Das genutzte Handy war das der MUTTER - das finde ich ehrlich gesagt noch viel schlimmer, wie ich auch oben schon schrieb...


----------



## Soad9 (12. Dezember 2012)

muss dem ZDF leider zustimmen!! bin begeisterter Gamer, aber free to play abzocke ist hoffentlich nicht die Zukunft!
Entweder von Anfang an gebührenpflichtig oder gar nicht!
Und schon gar nicht Spiele zum Vollpreis und dann noch einen ITem-Shop ala Blizzard, Fifa2012,2013


----------



## Odyn (12. Dezember 2012)

Soad9 schrieb:


> muss dem ZDF leider zustimmen!! bin begeisterter Gamer, aber free to play abzocke ist hoffentlich nicht die Zukunft!
> Entweder von Anfang an gebührenpflichtig oder gar nicht!
> Und schon gar nicht Spiele zum Vollpreis und dann noch einen ITem-Shop ala Blizzard, Fifa2012,2013


 
Dann muss ich dich wohl enttäuschen.
F2P IST die Zukunft, es wird in Zukunft nur noch so gehen, denn da steckt das wahre Geld.
Auf der anderen Seite, wenn es alle machen kann es nur gut für uns sein, denn dann tritt wieder Konkurrenzverhalten auf und die Preise senken.
Das Hauptproblem das ich momentan sehe ist das Spiele für den Vollpreis vertickt werden, diese Spiele aber letzten endes nur zu 80% fertig sind (DLC-Politik)
Und sein wir mal ehrlich, ob ich mir jetzt ne Demo lade und danach das Spiel kaufe. Oder mir das Spiel lade und mir dann nen "Premium-Acc" für den gleichen Preis freischalte macht letzten Endes kein unterschied. (Wenn AAA-Titel wie bei Crytek in Zukunft ebenfalls F2P-Titel werden)
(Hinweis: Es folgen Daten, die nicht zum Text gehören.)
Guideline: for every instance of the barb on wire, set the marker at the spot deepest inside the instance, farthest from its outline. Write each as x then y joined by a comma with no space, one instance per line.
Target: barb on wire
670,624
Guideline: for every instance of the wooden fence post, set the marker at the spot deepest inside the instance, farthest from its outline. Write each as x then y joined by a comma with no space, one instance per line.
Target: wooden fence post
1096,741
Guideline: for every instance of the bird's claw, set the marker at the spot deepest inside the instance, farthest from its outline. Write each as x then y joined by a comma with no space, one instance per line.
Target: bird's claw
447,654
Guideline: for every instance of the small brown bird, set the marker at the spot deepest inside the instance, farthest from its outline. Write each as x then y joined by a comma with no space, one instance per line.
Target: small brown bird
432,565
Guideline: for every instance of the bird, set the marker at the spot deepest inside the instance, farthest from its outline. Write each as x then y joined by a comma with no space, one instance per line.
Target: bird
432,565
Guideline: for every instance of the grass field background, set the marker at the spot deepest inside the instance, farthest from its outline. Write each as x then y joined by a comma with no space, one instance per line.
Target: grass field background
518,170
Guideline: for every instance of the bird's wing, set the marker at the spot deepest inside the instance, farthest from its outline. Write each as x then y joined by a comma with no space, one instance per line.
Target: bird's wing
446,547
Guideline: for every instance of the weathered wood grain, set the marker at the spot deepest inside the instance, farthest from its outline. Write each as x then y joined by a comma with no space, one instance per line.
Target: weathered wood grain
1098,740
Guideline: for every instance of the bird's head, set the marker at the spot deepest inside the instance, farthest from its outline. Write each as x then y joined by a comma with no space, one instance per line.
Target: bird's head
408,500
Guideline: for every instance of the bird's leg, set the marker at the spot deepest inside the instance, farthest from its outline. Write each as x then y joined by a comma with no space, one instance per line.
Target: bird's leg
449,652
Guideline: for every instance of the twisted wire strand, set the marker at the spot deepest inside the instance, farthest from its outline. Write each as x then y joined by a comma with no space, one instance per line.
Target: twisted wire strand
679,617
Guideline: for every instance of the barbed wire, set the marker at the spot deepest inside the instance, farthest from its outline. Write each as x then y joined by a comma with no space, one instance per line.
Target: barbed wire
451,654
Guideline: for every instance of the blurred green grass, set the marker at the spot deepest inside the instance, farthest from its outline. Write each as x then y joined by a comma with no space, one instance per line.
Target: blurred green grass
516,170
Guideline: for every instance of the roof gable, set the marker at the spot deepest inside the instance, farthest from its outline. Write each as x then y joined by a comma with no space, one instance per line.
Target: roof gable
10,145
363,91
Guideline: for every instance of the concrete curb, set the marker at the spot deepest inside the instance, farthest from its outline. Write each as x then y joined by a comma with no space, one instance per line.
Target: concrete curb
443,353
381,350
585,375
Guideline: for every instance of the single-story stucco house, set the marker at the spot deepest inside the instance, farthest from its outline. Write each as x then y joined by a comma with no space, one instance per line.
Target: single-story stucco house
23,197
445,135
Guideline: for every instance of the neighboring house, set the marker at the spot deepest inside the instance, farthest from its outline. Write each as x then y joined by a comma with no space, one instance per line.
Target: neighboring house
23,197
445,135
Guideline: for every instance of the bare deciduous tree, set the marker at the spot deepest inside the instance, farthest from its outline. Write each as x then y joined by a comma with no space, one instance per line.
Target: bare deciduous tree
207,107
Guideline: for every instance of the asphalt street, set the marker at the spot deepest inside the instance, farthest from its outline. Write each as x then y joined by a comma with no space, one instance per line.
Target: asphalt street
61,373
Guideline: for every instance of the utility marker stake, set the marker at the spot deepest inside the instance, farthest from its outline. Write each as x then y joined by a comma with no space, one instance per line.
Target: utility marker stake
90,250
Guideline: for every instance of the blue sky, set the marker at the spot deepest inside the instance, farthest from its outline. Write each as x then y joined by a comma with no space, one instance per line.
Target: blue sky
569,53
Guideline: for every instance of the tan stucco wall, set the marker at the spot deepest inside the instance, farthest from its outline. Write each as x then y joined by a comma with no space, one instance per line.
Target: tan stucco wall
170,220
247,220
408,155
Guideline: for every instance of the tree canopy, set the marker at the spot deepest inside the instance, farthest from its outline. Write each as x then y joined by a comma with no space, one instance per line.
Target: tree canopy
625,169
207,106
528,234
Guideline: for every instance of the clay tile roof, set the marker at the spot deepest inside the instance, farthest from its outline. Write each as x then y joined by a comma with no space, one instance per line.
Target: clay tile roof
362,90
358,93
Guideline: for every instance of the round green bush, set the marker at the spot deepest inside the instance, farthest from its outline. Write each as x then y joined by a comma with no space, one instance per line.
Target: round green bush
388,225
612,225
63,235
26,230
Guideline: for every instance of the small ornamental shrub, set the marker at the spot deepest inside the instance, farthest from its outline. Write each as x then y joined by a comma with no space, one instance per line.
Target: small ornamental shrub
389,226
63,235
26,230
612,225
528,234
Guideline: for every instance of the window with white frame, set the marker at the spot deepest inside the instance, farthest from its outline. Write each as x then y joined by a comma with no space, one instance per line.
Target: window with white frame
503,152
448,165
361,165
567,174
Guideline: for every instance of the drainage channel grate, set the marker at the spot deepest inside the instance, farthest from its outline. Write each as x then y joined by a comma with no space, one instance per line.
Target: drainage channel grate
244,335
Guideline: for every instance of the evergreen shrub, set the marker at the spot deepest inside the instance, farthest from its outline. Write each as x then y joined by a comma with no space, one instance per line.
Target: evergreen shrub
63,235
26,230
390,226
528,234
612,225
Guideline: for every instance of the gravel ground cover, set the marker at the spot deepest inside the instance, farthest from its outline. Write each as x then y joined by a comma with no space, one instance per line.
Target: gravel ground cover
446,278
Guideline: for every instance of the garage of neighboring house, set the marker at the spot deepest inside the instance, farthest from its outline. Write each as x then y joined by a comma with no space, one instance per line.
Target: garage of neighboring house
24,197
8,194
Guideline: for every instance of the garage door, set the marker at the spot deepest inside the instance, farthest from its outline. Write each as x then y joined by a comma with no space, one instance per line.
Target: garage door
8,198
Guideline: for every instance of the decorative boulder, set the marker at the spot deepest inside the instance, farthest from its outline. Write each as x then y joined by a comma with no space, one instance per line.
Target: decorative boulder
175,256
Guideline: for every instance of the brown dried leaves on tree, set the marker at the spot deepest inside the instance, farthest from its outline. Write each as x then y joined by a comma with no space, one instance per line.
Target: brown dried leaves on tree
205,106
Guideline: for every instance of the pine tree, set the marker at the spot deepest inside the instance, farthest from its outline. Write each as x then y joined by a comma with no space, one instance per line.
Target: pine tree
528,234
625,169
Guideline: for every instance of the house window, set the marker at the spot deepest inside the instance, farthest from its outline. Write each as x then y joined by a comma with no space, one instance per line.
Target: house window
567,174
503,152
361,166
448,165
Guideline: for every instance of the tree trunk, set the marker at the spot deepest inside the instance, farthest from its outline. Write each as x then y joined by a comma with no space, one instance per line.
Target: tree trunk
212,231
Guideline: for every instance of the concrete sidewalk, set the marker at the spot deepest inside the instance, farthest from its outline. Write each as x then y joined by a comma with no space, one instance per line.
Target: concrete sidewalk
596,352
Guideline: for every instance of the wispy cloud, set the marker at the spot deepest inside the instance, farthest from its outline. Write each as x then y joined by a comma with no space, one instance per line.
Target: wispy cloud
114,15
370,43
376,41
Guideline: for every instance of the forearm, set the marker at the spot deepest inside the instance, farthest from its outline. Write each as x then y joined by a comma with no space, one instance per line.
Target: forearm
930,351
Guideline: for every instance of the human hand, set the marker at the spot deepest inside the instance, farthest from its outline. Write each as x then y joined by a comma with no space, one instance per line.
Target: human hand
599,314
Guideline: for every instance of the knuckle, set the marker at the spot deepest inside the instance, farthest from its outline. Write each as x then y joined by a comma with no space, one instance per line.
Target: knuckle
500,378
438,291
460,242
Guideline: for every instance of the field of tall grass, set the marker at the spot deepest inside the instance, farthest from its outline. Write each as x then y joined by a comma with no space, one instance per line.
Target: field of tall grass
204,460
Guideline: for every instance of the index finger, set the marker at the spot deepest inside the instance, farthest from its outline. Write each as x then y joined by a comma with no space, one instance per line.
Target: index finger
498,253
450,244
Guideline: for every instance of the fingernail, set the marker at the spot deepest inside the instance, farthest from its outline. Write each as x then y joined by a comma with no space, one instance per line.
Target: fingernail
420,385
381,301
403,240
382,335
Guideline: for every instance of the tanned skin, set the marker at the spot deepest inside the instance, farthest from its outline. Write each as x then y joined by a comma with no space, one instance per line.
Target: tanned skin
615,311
Versteh mich nicht falsch, ich auch bin kein freund von F2P und zahle lieber wie bei MMORPGS momentan einmal 10 Euro im Monat und hab dann alles, oder halt einmal 60 Euro und hab es dann, aber zu behaupten das ALLE nur an unser Geld wollen ist genau das was ZDF uns in die Köpfe setzen will.

Btw. hier mal der erste Beitrag zu Killerspielen: Frontal21 - Killerspiele - YouTube   (Man beachte wie geschickt jedes Kommentar von Leuten die sagen "ne is nich so schlimm" hinterfragt wird, und jedes Wort des sog. "Spezialisten" als "vollkommen Korrekt" hingenommen wird.)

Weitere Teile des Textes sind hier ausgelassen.